Alfred Allen (c. 1888 - c. 1938) was an English executioner from Wolverhampton. His career lasted from 1928 to 1937, during which he conducted three hangings as a chief executioner and assisted at fourteen others.

Allen participated in his first hanging on 11 December 1928, when he assisted Robert Baxter. It did not go well for Allen. He did not move clear of the trapdoor after securing the prisoner's legs and then fell into the pit when Baxter pulled the lever. Allen was not injured.

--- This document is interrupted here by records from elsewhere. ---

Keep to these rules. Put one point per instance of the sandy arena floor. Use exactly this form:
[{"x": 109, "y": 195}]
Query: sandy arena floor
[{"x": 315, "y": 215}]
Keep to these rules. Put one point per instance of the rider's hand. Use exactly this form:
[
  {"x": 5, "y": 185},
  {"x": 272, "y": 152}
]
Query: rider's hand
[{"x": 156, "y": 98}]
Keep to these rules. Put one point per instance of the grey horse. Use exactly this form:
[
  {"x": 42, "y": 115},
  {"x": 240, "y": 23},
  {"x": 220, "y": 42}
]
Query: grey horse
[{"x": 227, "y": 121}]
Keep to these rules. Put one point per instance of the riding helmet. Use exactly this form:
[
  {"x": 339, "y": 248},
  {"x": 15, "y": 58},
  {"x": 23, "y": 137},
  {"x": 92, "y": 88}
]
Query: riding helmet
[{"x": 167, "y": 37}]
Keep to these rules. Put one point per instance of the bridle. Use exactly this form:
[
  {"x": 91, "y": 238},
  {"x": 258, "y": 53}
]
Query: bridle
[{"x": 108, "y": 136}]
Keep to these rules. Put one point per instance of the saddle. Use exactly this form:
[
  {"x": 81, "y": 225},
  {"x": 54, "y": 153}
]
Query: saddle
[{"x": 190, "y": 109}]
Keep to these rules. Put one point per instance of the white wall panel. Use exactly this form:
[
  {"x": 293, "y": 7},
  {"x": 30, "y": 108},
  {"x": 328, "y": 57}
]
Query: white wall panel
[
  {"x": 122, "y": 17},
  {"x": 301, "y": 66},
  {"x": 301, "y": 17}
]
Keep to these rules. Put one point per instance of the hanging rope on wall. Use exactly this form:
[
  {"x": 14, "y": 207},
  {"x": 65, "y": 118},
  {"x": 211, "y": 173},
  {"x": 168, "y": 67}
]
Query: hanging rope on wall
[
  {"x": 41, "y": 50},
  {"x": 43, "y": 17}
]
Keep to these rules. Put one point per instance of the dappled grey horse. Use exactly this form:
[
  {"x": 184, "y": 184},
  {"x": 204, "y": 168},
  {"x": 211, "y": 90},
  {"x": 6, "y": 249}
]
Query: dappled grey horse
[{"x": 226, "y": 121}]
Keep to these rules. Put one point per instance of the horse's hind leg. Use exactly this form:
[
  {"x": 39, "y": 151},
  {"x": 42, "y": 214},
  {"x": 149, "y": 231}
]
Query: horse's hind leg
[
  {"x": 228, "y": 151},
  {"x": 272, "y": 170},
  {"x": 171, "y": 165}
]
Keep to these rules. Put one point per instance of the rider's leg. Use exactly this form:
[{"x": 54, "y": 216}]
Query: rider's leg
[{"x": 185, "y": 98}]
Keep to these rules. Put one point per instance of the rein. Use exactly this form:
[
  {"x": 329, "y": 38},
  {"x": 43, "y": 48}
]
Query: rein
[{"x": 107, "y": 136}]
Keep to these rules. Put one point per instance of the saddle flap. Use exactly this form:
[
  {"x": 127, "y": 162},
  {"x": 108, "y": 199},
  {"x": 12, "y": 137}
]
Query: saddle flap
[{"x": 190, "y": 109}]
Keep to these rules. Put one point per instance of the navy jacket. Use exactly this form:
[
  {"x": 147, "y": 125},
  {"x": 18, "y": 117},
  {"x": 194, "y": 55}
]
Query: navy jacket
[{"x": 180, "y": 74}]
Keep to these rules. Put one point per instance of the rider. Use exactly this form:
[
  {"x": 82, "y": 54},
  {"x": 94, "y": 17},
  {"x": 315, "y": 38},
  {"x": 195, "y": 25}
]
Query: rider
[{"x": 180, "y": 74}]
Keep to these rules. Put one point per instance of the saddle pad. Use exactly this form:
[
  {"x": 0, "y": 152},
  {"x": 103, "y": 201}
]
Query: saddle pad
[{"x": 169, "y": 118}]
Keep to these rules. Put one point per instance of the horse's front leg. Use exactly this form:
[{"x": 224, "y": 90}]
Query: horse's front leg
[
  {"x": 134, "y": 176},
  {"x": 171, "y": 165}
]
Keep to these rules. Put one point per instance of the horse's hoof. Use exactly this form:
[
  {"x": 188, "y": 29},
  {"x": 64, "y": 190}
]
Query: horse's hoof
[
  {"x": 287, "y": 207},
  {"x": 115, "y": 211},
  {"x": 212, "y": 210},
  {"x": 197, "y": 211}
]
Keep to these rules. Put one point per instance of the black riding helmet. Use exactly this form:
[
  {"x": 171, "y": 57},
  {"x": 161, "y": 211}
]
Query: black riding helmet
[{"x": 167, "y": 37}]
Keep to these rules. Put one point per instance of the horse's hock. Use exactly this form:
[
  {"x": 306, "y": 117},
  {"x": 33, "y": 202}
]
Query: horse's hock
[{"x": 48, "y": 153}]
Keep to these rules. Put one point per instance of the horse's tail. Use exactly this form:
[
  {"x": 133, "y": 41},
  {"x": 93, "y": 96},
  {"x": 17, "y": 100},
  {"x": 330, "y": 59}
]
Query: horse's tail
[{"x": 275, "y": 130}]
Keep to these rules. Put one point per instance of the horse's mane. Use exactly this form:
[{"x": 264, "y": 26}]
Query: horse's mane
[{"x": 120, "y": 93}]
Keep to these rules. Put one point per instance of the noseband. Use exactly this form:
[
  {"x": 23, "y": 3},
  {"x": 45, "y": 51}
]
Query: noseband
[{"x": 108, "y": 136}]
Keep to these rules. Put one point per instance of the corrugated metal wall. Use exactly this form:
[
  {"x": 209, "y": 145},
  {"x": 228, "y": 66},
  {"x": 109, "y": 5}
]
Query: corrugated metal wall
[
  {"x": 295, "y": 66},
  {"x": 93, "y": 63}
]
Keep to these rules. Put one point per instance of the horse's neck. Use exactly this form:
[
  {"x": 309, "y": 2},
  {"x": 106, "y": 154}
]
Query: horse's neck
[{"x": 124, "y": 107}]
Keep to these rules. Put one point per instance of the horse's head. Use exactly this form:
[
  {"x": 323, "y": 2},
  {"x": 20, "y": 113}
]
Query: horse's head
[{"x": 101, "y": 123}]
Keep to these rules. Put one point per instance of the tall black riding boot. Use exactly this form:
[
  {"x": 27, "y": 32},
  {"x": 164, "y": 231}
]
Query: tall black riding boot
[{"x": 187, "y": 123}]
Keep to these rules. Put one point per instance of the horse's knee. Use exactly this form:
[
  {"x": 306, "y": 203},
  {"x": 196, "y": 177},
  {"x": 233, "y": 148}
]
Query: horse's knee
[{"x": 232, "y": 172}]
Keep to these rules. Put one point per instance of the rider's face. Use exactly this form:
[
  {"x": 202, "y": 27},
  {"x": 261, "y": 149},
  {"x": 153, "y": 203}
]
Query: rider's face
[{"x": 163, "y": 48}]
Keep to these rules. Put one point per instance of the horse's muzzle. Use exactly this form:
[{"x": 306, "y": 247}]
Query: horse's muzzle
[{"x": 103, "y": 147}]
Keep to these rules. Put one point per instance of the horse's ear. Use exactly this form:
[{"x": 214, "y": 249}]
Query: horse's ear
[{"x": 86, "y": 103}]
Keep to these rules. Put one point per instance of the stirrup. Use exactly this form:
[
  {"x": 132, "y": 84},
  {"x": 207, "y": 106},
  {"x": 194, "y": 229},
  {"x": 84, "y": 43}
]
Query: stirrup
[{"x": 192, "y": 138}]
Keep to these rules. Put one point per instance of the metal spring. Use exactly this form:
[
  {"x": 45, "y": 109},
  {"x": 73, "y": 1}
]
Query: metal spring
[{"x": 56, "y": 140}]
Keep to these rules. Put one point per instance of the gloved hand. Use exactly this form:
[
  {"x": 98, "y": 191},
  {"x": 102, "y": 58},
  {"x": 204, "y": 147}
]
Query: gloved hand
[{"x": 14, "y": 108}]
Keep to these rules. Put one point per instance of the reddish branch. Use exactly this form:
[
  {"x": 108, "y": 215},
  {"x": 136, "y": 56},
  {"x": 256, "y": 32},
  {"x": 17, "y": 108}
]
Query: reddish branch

Over the next few years, Allen did not receive many jobs. When he did, it was as an assistant to Thomas Pierrepoint. His first action as chief executioner came on 23 November 1932. He was reunited with Baxter one more time, in 1934; although there was no incident such as the one that had occurred during their first partnership, Baxter did state later that he found Allen "an unpleasant person to share sleeping quarters with." Allen carried out his last hanging on 17 August 1937.

He was struck off the list of executioners when, after failing to rupture a prisoner's spinal cord in a 1936 execution, he again put on the noose in the wrong way at the next execution in 1937.